Dáil debates

Wednesday, 23 September 2020

Criminal Justice (Money Laundering and Terrorist Financing) (Amendment) Bill 2020: Second Stage (Resumed)

 

7:15 pm

Photo of Seán CroweSeán Crowe (Dublin South West, Sinn Fein) | Oireachtas source

We would all agree that we need to create an environment that is aggressive in tackling those who would scam, cheat and con Irish people. Many of us who are active in our communities will be aware of the amount of drug intimidation that is going on, and it is happening daily in many communities throughout the State. What normally happens is that it normally involves vulnerable people, or maybe their sons or grandchildren, who are possibly on the edge of criminality and are involved in drugs or whatever else. I have heard cases of people having to sell their homes as a result of that. It is the nature of how the drugs scene has changed. The nature of the global and technologically advanced world in which we live in is that criminals are becoming increasingly advanced and sophisticated in their tactics for moving and hiding their money. We must rise to meet that challenge by staying one step ahead of them in our laws and approach. Everybody would agree that we need to resource properly those who are tackling this. People will mention in this debate the Criminal Assets Bureau, CAB, and the Garda National Economic Crime Bureau, and that we would allow them to be proactive in their fight against these gangs.

One of the criticisms that many people have, particularly in the drugs task forces, and which has been echoed many times down the years to various Ministers with responsibility for justice is that CAB needs to start focusing on those who are in the middle management and who are torturing communities. We hear of the Kinahans and of the other big drug barons and so on. What people want to see is those who have no visible means of income, who are displaying their wealth every day, who do not work and have never worked a day in their life but yet are buying up businesses, restaurants, garages and many companies in our communities. Businesses are being bought and run in many of our communities by gangs, both Irish and international. We probably have people going into many of these companies completely unaware that they are facilitating the laundering of the illegal proceeds of drugs.

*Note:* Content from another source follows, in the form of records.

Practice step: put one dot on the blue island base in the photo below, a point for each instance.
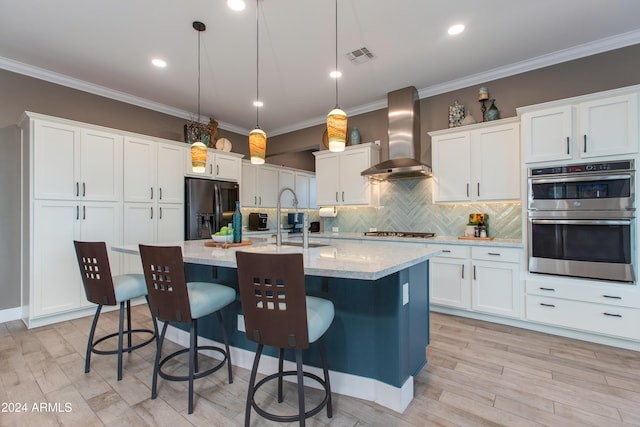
(375, 345)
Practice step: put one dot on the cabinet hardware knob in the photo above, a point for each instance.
(612, 314)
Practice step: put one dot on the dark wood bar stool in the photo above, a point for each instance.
(172, 299)
(279, 314)
(103, 289)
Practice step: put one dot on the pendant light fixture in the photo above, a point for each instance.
(198, 149)
(337, 119)
(257, 137)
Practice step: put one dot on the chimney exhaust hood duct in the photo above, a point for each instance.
(404, 139)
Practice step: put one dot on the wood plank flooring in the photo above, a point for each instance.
(478, 374)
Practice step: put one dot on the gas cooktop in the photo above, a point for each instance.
(399, 234)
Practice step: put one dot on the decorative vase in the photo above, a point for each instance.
(355, 136)
(237, 224)
(493, 113)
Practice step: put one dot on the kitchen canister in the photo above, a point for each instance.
(355, 136)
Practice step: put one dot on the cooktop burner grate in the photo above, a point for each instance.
(399, 234)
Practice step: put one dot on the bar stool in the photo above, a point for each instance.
(103, 289)
(172, 299)
(279, 314)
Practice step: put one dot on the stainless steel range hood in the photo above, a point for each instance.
(404, 139)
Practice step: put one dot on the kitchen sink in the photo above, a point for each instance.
(311, 245)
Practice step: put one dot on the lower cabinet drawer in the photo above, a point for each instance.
(596, 318)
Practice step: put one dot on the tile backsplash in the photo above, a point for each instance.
(405, 205)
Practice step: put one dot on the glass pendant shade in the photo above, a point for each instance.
(198, 157)
(257, 146)
(337, 129)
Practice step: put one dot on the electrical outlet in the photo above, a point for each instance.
(405, 294)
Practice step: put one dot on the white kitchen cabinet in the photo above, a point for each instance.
(478, 278)
(477, 163)
(591, 126)
(259, 186)
(338, 179)
(221, 165)
(449, 273)
(70, 162)
(603, 308)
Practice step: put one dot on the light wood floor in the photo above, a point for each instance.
(478, 374)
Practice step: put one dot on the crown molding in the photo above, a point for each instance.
(569, 54)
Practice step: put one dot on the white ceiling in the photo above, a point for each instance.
(106, 47)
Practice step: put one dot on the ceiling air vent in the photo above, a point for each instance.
(360, 56)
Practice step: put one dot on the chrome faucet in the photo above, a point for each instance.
(279, 214)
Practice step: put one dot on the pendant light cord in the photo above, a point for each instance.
(257, 62)
(336, 69)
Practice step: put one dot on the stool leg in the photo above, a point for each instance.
(252, 383)
(325, 369)
(226, 345)
(120, 335)
(192, 360)
(301, 416)
(129, 325)
(280, 369)
(156, 364)
(87, 358)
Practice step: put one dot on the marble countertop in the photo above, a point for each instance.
(342, 259)
(453, 240)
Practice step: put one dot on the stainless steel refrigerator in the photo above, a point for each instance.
(209, 205)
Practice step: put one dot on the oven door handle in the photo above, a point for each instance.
(582, 221)
(578, 179)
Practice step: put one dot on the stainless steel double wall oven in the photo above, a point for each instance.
(582, 220)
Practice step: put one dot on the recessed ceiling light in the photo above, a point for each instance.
(236, 4)
(455, 29)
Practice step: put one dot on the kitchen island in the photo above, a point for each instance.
(377, 341)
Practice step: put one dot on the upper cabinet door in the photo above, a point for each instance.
(139, 170)
(451, 167)
(170, 186)
(56, 154)
(496, 165)
(100, 166)
(609, 126)
(547, 134)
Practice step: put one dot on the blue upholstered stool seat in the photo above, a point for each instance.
(129, 286)
(206, 298)
(320, 314)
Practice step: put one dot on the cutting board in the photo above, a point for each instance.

What do we need to be doing? We need to be doing things differently. We need to allow the Garda to identify and shut down these businesses and to seize the assets and money which fund further illegal activity. We need to be much more strident and reactive in respect of those funds that are recovered as these need to be reinvested back in the communities which are affected by the daily use of drugs supplied by the drug barons. We must act much more quickly.

I will give an example of this. There has been a house in my constituency where it was supposed to have been repossessed by CAB. The person in question was involved in criminality all his life and is now dead. The house was supposed to have been repossessed by the State. This has been going on for years and at the same time people have to live beside this house which has no electricity. Generators are going day and night in the place. It is decent people who are living alongside this. We need to be much more proactive and act more quickly in this.

Other people have mentioned the mules and so on but I stress that we must do more to keep these criminals in check to counter their increasingly advanced tactics before they dominate more communities and ruin more lives.